From 1929, The Jewish Agency has facilitated the Aliyah (immigration to Israel) of more than three million Jews. Included in this number are hundreds of thousands of Jews who had to be rescued from all around the world, especially from warzones, countries without diplomatic ties to the State of Israel, and other places where Jewish lives were in peril.
During the British Mandate period, before the establishment of the State of Israel, The Jewish Agency brought hundreds of thousands of Jews to the Holy Land through clandestine immigration, by way of sea. Tens of thousands of children were brought to Israel through the Aliyat HaNo’ar (“Youth Aliyah”) organization (1933) and in Operation Children of Tehran (1943). Established in 1939, HaMossad LeAliyah Bet (“The Institution for Aliyah B”) was a rescue mission for Jews trapped in burning Europe.

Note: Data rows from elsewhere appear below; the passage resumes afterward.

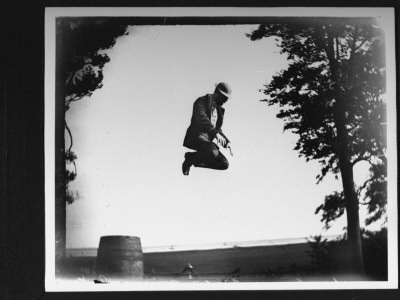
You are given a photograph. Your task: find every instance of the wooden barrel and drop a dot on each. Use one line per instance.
(120, 257)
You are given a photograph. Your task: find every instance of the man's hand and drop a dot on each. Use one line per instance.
(221, 140)
(230, 148)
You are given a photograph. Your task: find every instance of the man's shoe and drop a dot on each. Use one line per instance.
(186, 164)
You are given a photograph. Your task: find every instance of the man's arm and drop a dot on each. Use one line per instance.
(202, 120)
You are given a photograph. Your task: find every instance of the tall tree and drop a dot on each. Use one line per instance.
(79, 72)
(331, 96)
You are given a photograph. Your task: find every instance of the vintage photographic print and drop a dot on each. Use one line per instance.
(220, 148)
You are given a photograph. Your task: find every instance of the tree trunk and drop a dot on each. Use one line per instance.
(355, 257)
(60, 192)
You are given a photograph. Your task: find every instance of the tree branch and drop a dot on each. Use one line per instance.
(70, 135)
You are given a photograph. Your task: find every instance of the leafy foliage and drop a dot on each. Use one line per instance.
(83, 39)
(310, 97)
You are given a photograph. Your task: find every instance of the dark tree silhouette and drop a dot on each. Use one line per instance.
(79, 72)
(331, 96)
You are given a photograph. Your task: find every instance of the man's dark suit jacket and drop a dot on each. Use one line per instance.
(200, 124)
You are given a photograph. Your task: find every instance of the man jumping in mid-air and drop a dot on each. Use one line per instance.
(205, 126)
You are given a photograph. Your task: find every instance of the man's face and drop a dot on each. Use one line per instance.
(220, 99)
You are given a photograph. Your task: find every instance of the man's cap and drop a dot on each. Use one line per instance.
(224, 88)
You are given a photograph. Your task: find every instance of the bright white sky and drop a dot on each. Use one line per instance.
(128, 138)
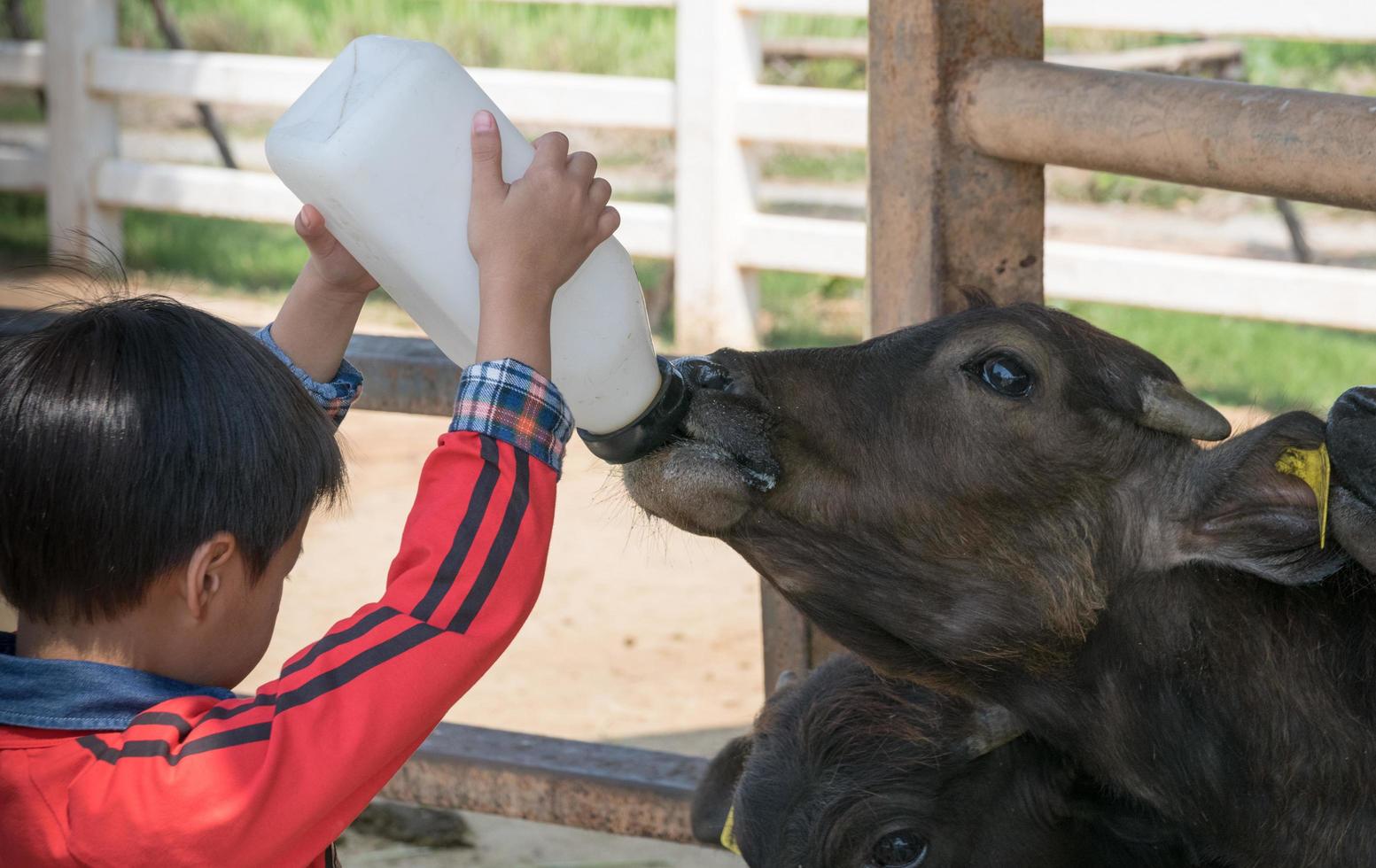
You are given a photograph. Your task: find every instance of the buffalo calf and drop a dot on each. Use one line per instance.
(849, 769)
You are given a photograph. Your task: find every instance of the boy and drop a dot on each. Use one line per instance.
(156, 477)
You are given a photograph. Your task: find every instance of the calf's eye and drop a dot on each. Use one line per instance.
(901, 849)
(1007, 376)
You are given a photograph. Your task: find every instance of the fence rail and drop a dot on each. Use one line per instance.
(948, 163)
(714, 218)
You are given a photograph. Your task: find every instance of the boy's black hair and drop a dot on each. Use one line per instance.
(131, 430)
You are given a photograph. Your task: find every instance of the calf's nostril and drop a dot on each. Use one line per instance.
(704, 373)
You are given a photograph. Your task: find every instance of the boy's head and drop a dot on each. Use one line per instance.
(157, 468)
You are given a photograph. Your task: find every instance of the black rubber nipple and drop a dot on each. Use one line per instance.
(652, 430)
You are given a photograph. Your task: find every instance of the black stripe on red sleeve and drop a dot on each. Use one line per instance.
(500, 551)
(465, 534)
(333, 639)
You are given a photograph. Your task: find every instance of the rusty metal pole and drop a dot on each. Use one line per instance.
(1296, 144)
(945, 216)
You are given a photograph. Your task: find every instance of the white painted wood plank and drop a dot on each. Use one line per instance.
(647, 229)
(632, 3)
(258, 80)
(196, 190)
(1316, 19)
(714, 298)
(211, 191)
(803, 116)
(811, 245)
(22, 172)
(82, 128)
(856, 9)
(216, 77)
(21, 64)
(581, 101)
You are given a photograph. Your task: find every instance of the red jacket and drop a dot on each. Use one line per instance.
(276, 778)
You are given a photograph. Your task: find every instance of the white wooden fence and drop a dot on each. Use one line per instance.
(716, 107)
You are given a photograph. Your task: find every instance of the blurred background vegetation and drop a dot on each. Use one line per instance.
(1228, 360)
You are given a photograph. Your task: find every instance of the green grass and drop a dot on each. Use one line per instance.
(1277, 366)
(1231, 360)
(1102, 187)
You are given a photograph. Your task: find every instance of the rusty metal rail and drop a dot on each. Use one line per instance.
(1298, 144)
(602, 787)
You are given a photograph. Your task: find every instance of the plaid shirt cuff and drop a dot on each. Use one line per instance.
(335, 397)
(509, 400)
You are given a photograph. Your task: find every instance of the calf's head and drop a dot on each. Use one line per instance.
(970, 487)
(851, 771)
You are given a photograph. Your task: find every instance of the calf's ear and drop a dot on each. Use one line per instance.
(1243, 510)
(717, 790)
(1351, 442)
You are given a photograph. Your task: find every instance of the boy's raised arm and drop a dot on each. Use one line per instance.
(274, 779)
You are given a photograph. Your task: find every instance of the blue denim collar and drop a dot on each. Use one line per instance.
(82, 695)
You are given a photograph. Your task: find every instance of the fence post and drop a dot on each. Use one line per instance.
(719, 54)
(82, 129)
(945, 218)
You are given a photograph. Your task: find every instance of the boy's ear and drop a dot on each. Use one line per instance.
(1246, 514)
(206, 572)
(717, 790)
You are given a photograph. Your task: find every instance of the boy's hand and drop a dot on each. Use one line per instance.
(320, 314)
(330, 264)
(530, 236)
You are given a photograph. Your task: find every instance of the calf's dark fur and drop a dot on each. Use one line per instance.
(1010, 505)
(849, 769)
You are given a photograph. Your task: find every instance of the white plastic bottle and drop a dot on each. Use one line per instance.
(380, 143)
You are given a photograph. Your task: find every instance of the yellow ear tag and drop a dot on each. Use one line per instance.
(1314, 468)
(728, 831)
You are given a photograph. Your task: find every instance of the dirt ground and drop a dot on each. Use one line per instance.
(643, 634)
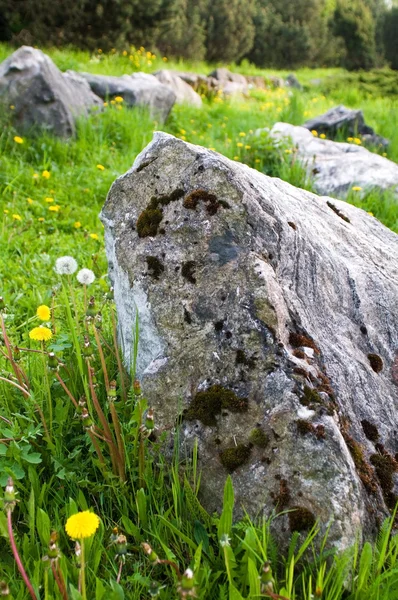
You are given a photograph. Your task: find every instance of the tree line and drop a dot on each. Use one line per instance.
(356, 34)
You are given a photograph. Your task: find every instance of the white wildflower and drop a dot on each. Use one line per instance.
(65, 265)
(85, 276)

Since Israel’s establishment in 1948, The Jewish Agency has served as the primary organization facilitating Aliyah from countries with which the State of Israel does not maintain diplomatic relations, including various countries in the Middle East, North Africa, Eastern Europe, and elsewhere.
During the first years of Israel’s existence, the country absorbed hundreds of thousands of new immigrants. In 1949, The Jewish Agency brought 3,800 Yemenite Jews to Israel as part of Operation Magic Carpet. In 1951, 110,000 Iraqi Jews came to Israel as part of Operation Ezra and Nehemiah. In 1991, Operation Solomon saw 14,300 Ethiopian Jews airlifted to Israel in only 36 hours. Since the collapse of the Soviet Union, The Jewish Agency has overseen the Aliyah of more than a million Jews from that region.
The Jewish Agency continues to bring all Jews who seek a better, more secure future to the State of Israel.